Natural product Carolacton inhibits the growth of cancer cells
Many diseases can be successfully treated with natural active ingredients. A natural product could also significantly improve therapy for cancer in the future. The results of a current study suggest that the natural active ingredient Carolacton or derived active ingredients could be used to inhibit cancer cell growth.
In a recent study, scientists from the Helmholtz Institute for Pharmaceutical Research Saarland (HIPS) and the Helmholtz Center for Infection Research (HZI) examined the effects of the natural product Carolacton and discovered a key enzyme in folic acid metabolism as a target for the active ingredient. This opens up the possibility of also inhibiting the growth of cancer cells with the help of Carolacton, the researchers report. The results of her study were published in the specialist journal "Nature Communications".
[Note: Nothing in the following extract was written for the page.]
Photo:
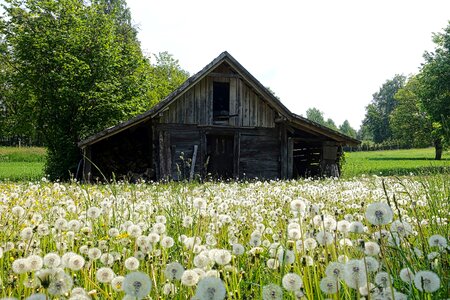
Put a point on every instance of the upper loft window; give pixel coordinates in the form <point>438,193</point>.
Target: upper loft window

Natural active ingredient formed by microorganisms
Carolacton is formed as a natural active ingredient by microorganisms living in the soil and has antibiotic properties, report the study authors. Carolacton belongs to the class of polyketides and is isolated from the Myxobacterium Sorangium cellulosum. In principle, however, the active ingredient cannot be used as an antibiotic in humans, since it inhibits a key enzyme of folic acid metabolism and the latter has a key function in most living things - including humans.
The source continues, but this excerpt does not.